Please explain how this share price makes sense? I don't see it. Why is it being held down and who is selling millions of shares unless it's the bought deal shares being dumped back into the market? What's wrong with the numbers? I'm clearly not a mining analyst, I'm asking for clarification.
It seems like you are confusing a few things in your analysis. The recovery rate does not mean that they will recover 90% of the Measured resource. It means that of the ore they mine, 90% of the gold in the ore will actually be extracted for eventual sale. The remaining 10% will end up in the tailings because it is not economically recoverable. The mill rate will be 2500 tons per day, not 2000. The resource grade is 8 g/t at Premier and 7.6 g/t at Red Mountain, but they are not trying to maximize grade in production. They are estimating 5.9 g/t at the mill because some lower grade ore will make it into the mix in order to minimize overall mining costs and maximize profit. There are 31 grams in a troy ounce, so using your mill rate and grade, the daily production would be 484 oz not 3750. The rest of your dollar amounts are based on the incorrect daily production number, which is itself based on incorrect inputs.

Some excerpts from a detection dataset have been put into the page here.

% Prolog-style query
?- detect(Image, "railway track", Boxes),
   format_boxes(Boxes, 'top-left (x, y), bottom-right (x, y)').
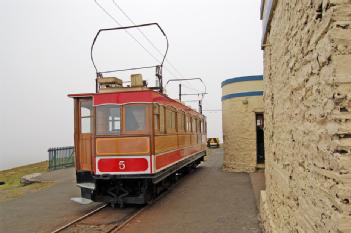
top-left (51, 166), bottom-right (198, 233)
top-left (51, 204), bottom-right (146, 233)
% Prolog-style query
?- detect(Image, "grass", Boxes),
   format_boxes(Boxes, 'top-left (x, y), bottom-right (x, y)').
top-left (0, 161), bottom-right (52, 202)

Please read the feasibility study and trust the numbers there because they are conservative.
No one is holding the share price down. Ascot is trading at 0.5x spot NPV, which is on the lower end of the fair range for its development stage. Watch what happens after they announce the submission of permit amendments and a reasonable construction financing package. It will move from 0.5x to 0.7x. Ignoring drill results and gold price movement, a share price of C$1.50 (+40%) by the end of the year is completely reasonable here.